RA: I believe that Congressman Frank was dragged into all of this after the fact. Mr. Jordan gave us all a monologue that evolved from his personal experiences in Iraq about this idea of U.S. soldiers targeting U.S. and foreign journalists. I first challenged Mr. Jordan, and then moderator David Gergen (of Harvard’s JFK School of Government) brought Frank in as a member of the U.S. government to respond to claims that shocked all of us. I remember Gergen in particular being flabbergasted and disturbed to a very high degree by Mr. Jordan’s statements. Congressman Frank told the audience that his briefings indicated that all the journalists killed to date in Iraq were due to “collateral damage”. Jordan disagreed, and gave us an example of U.S. soldiers deliberately shelling a hotel in Iraq which was known to all as a haven for journalists covering both sides of the war. Congressman Frank was pretty much a bystander being dragged into all of it.

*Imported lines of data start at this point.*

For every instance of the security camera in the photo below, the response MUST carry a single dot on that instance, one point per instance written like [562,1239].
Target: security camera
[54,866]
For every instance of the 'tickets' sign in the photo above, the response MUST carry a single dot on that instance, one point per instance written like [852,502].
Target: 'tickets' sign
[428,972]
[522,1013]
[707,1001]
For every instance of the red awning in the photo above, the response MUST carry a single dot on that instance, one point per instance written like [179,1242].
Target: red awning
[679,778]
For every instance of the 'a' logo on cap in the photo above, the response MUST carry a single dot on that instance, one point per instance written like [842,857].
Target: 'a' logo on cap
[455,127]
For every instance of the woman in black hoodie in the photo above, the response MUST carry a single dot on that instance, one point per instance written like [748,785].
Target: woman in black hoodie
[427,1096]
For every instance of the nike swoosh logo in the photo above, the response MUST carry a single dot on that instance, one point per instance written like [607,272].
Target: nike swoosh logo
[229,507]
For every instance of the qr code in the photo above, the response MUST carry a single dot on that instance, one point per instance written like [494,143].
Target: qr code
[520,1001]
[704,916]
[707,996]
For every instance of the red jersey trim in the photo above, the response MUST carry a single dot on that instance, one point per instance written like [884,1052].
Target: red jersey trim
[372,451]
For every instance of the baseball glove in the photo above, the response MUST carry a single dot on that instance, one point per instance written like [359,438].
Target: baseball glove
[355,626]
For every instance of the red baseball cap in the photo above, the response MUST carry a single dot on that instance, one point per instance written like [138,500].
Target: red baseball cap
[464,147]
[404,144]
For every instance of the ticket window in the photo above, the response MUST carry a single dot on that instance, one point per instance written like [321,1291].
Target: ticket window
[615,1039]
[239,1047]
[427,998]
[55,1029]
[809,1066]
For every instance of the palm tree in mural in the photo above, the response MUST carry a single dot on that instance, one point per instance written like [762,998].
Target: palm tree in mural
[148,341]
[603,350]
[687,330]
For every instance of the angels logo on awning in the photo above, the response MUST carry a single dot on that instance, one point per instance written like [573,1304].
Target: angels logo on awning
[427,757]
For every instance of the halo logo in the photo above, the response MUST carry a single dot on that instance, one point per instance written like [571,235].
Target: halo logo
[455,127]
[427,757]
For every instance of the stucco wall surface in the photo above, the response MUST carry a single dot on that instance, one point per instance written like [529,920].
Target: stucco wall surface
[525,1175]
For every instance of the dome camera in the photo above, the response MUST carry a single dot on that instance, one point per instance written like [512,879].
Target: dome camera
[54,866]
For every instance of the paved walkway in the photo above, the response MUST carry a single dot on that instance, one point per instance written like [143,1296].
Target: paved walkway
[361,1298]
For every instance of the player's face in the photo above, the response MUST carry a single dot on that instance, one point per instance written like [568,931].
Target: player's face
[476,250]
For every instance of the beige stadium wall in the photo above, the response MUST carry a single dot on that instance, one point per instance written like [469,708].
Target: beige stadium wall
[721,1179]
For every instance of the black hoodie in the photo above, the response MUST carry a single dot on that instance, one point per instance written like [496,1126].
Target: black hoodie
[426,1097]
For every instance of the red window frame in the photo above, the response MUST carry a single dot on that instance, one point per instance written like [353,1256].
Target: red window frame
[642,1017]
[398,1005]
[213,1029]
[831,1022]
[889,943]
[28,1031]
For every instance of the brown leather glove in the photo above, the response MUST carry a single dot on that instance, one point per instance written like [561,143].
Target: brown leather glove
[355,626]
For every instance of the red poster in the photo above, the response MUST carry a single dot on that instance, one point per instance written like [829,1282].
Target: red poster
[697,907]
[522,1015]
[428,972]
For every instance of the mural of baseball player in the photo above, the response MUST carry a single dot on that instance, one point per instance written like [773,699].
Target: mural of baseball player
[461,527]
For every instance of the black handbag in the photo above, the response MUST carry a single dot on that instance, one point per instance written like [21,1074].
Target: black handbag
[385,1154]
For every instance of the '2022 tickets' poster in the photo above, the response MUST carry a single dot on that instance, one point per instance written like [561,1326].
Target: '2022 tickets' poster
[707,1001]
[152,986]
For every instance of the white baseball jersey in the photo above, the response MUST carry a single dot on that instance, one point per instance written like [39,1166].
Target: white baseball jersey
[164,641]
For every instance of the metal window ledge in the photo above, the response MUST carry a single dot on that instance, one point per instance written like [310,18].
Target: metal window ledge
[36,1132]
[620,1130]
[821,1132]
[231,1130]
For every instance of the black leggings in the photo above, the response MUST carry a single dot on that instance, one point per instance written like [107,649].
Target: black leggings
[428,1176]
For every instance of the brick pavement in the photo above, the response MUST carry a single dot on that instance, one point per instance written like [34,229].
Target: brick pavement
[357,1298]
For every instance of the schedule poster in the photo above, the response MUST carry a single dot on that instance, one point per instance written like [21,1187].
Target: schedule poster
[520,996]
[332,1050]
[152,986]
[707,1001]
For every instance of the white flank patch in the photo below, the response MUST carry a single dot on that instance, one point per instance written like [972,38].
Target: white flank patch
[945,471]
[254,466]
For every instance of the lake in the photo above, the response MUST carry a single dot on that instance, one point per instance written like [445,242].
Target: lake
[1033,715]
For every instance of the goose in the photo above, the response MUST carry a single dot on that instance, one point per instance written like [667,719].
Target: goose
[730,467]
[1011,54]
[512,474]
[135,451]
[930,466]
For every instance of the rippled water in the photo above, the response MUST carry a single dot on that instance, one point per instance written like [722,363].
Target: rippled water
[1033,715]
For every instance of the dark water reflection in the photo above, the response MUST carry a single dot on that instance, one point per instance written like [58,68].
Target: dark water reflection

HH: Can you recall the reaction of the audience to the initial Jordan statement concerning “targeting?”
RA: Some members of the audience were shocked and in disbelief. Others supported Mr. Jordan’s statements and seemed visibly impressed that Mr. Jordan had the courage to say such things to a world audience. One thing I will never forget: Arab journalists coming up to Mr. Jordan at the end of the session and praising his sheer bravery for standing up to the U.S. military in such a public way. I will also never forget the absolute look of horror on Professor Gergen’s face, the disbelief that the U.S. military would ever do such things. Gergen went on to describe that in his own experience, the U.S. military were always the “good guys”, rescuing journalists, never deliberately targeting them for death. Gergen also felt obligated to basically halt the debate at some point because the Pentagon and U.S. military were not represented at the session, and therefore no balanced discussion could be had (Congressman Frank is probably not a good proxy for the Pentagon).
Read the entire interview at Hugh’s. CNN and Time Warner need to come clean on Eason’s Fables before we completly classify CNN as a publisher of short-form fiction. When will the rest of the mainstream media finally start reporting on this scandal? Where is Howard Kurtz?